Results and Discussion

We have comprehensively calculated the scores for all the antibodies used in the HPA for each of the 27 mappings and this resulted in 457110 scores. Instead of summarizing these into a huge flat supplementary file, all the calculated scores are available on a web site that allows queries to be made (http://bal.ym.edu.tw/hpa/) (Figure 2). The web site, HPA Scoring, provides two query modes: a query by gene name and a query by cancer type. For a given gene name, HPA Scoring lists the score and rank of the antibodies used for each mapping (Figure 2A). For a given mapping of a cancer type, HPA Scoring reports a gene list, the entries in which are sorted by antibody score (Figure 2B). In the following part of the study, we carry out a verification of whether or not the proposed scoring approach is able to identify antibodies that satisfy the following criteria. Firstly, that the captured protein is overexpressed in the target cancer tissue, and, secondly, that the degree of the overexpression is significant and specific to the cancer. In the second part of this verification, we have also used colorectal cancer as the model disease and applied a method of cancer marker discovery specifically using our proposed scoring approach to the colorectal cancer dataset.

thumbnail
Figure 2. The HPA Scoring web server (http://bal.ym.edu.tw/hpa/).

(A) The result of querying by gene name. (B) The result of querying by the mapping of a cancer type.

http://dx.doi.org/10.1371/journal.pone.0081079.g002

The ability of the scoring approach to identify abundant proteins in cancer tissues

For each mapping, we select the top 100 antibodies according to their Scores, and perform a one-sample t-test in order to verify whether or not the average EiC of these 100 antibodies is statistical higher than that of all of the tested antibodies. The one-sample t-test is often used to measure the mean difference between a sample and a known population mean. We apply the one-sample t-test because we can determine the average EiC of all the tested antibodies, namely the population mean. The statistical significances of the EiC mean differences between the top100 antibodies and all the tested antibodies for each mapping are listed in Table 2. According to the p-values reported by the one-sample t-test, all the 27 EiC mean differences are statistical significant.
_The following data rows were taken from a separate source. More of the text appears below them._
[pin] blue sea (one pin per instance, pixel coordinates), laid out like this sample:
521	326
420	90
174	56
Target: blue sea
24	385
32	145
The results of these tests demonstrate the ability of our scoring approach to identify abundant proteins in cancer tissues.

thumbnail
Table 2. The statistical significance of the EiC mean differences between the top 100 antibodies and all the tested antibodies.

http://dx.doi.org/10.1371/journal.pone.0081079.t002

The significance and cancer-specificity of the ED of top-ranked antibodies

In order to make sure the proposed scoring approach is capable of identifying proteins that are significantly overexpressed in cancer tissues, we perform a one-sample t-test to verify whether or not the average ED of the top 100 antibodies is statistical higher than that of all of the tested antibodies. The statistical significances of the ED mean differences between the top 100 antibodies and all the tested antibodies are listed in Table 3. According to the p-values reported by the one-sample t-test, all the 27 ED mean differences are statistical significant. The test results demonstrate the ability of our scoring approach to identify proteins that are highly expressed in the cancer of interest. Please note that the top 100 antibodies have an up-regulated trend (positive ED sample mean) for all the 27 mappings. This contrast with the results for most of the tested antibodies, which show a down-regulated trend in cancer tissues (22 out of the 27 mappings have a negative ED population mean).

thumbnail
Table 3. The statistical significance of the ED mean differences between the top 100 antibodies and all the tested antibodies.

http://dx.doi.org/10.1371/journal.pone.0081079.t003

The top100 antibodies of each mapping were also used to verify whether or not the proposed scoring approach is capable of identifying proteins whose overexpression is specific to the cancer of interest. For the top 100 antibodies of a specific mapping, their average ED is determined for each of the 27 mappings. The obtained 27 ED means were then organized into a heat map with large ED values colored in dark blue and small ED values colored in light blue (Figure 3). The entry (i, j) in the heat map represents the average ED of the top 100 antibodies of the j-th mapping calculated for the i-th mapping. The rightmost column, All, lists the average ED values of all the tested antibodies calculated for each of the 27 mappings; namely the entries located within this column are population ED means. The heap map therefore has the dimensions 27 by 28. The dark blue entries located along the diagonal reveal that the average ED of the antibodies selected for a mapping are specific to that mapping. In contrast, most of the entries in the heap map have average ED for the antibodies selected of a mapping that are similar to the population ED mean if they are tested for another mapping. Every row in the heap map confirms the observation that for a certain mapping, the average ED values of the antibodies selected for this mapping are higher than that of antibodies selected for other mappings. Every column in the heat map also agrees with another observation, namely that for the 100 antibodies selected for a specific mapping, their average ED is only significant for selected mapping and is similar to the population mean for other mappings. The findings of this evaluation demonstrate that the ED of top-ranked antibodies is specific to the cancer of interest.

thumbnail
Figure 3. Specificity of the average ED of the top 100 antibodies selected for each mapping.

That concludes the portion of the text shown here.